The reason I need this CAD software is so that I can develop
nice-looking diagrams of the housing for a robotic project I'm working
on. I will then give these diagrams to an outside metal fab and
they'll make them for me. I'm not planning to get into this kind of
business as a fulltime thing, I just need these parts made with
reasonably precise tolerances and I have no skill with metalworking
(or tools for it).
The reason for CAD rather than pencil and paper is because I have to
juggle a *lot* of stuff - batteries, motors, valves, etc etc, and this
would be very irksome by hand.
LinuxCAD 2000 charges a non-creditable $35 for a demo (of a $99
product), so I'm not very keen to go down this route unless someone
credibly tells me it's the most wonderful CAD package ever seen. And
the screenshots all look like a 1980s wireframe game; I've tried to
work with wireframe-only packages in the past and found it very easy
to get lost :(
The other two contenders seem to be VariCAD (the screenshots look
beautiful, with raytraced drawings; the full package is $399 and
there's a 15-day trial for download), and CYCAS (also looks beautiful,
seems to be more architecturally-oriented).

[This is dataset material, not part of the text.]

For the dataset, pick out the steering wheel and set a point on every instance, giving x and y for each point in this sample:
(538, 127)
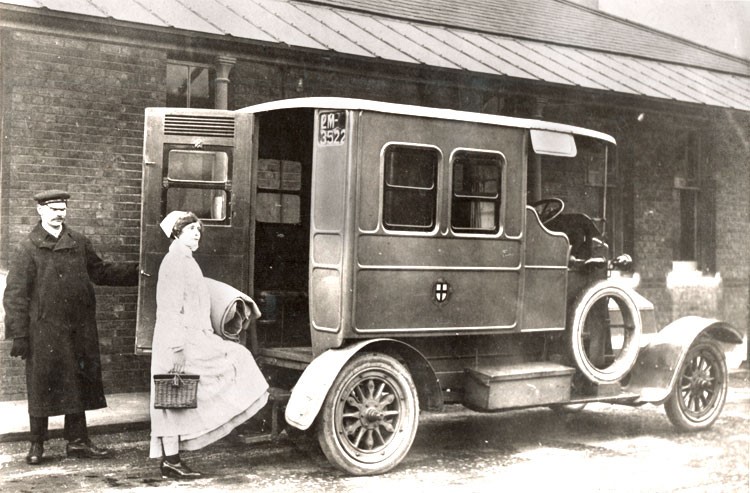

Can anyone comment on which of these packages will do what I want
(apparently all of them?) and which will be easiest to learn? Or any
other package you can recommend? Since this is a one-off kind of thing
(and also because I love to upgrade my OS :/), I would *love* an
open-source product but I'll pay for binary-only commercial software
if it's the right thing for my application.